Compilation Features
MindIE SD provides a custom backend MindieSDBackend() based on PyTorch's torch.compile compiler, delivering two complementary acceleration capabilities on Ascend chips:
- Pattern Fusion: Uses Pattern Matcher to automatically replace common operator combinations with Ascend fusion operators, reducing kernel launch overhead
- ACLGraph Acceleration: Captures the computation graph as a static execution graph via
torch.npu.NPUGraph, skipping dynamic graph scheduling during replay
Both capabilities are uniformly controlled through CompilationConfig.
Note
When this feature is enabled, there is a certain compilation overhead during initial model execution (up to 8 attempts by default), but generally no recompilation occurs in subsequent runs. During actual benchmark testing, the warm-up phase overhead should be excluded.
Basic Usage
Both acceleration capabilities share the same entry point: call torch.compile on the model or its submodule and specify MindieSDBackend().
Compile the entire transformer:
pipe = FluxPipeline.from_pretrained(...)
transformer = torch.compile(pipe.transformer, backend=MindieSDBackend())
setattr(pipe, "transformer", transformer)
Use decorator on a single Module:
@torch.compile(backend=MindieSDBackend())

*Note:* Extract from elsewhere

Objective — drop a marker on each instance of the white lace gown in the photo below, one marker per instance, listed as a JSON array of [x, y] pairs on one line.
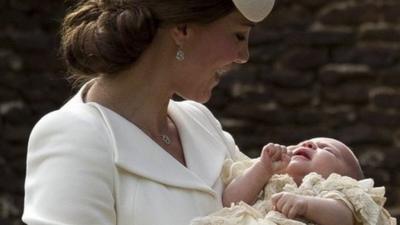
[[365, 201]]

class FluxSingleTransformerBlock(nn.Module):
Use decorator on a forward function:
class FluxSingleTransformerBlock(nn.Module):
@torch.compile(backend=MindieSDBackend())
def forward(...):
Pattern Fusion
MindieSDBackend() has multiple built-in operator fusion patterns. At compile time, they are automatically matched and replaced with Ascend-optimized operators. Each pattern can be individually toggled via CompilationConfig.fusion_patterns:
from mindiesd.compilation import CompilationConfig
CompilationConfig.fusion_patterns.enable_rms_norm = False # Disable RMSNorm fusion
CompilationConfig.fusion_patterns.enable_rope = False # Disable RoPE fusion
CompilationConfig.fusion_patterns.enable_adalayernorm = False # Disable adaLN fusion
CompilationConfig.fusion_patterns.enable_fast_gelu = False # Disable fastGelu fusion
CompilationConfig.fusion_patterns.enable_mul_add = False # Disable Mul+Add fusion
For detailed API documentation of each fusion operator, see the fusion operator section in core_layers.md.
API Reference
MindieSDBackend
from mindiesd.compilation import MindieSDBackend
Passed as the backend parameter to torch.compile, automatically enables Pattern Fusion and ACLGraph acceleration.
CompilationConfig
from mindiesd.compilation import CompilationConfig
Pattern fusion toggles are controlled via fusion_patterns:
| Option | Default | Description |
|---|---|---|
fusion_patterns.enable_rms_norm |
True |
RMSNorm fusion |
fusion_patterns.enable_rope |
True |
RoPE fusion |
fusion_patterns.enable_adalayernorm |
True |
AdaLayerNorm fusion |
fusion_patterns.enable_fast_gelu |
True |
fastGELU fusion |
fusion_patterns.enable_mul_add |
True |
Mul+Add fusion |
ACLGraph Acceleration
On top of Pattern Fusion, you can further enable ACLGraph to capture the optimized graph as a static execution plan.
Configuration
aclgraph_only and aclgraph_with_compile are mutually exclusive; when both are enabled, aclgraph_with_compile takes higher priority.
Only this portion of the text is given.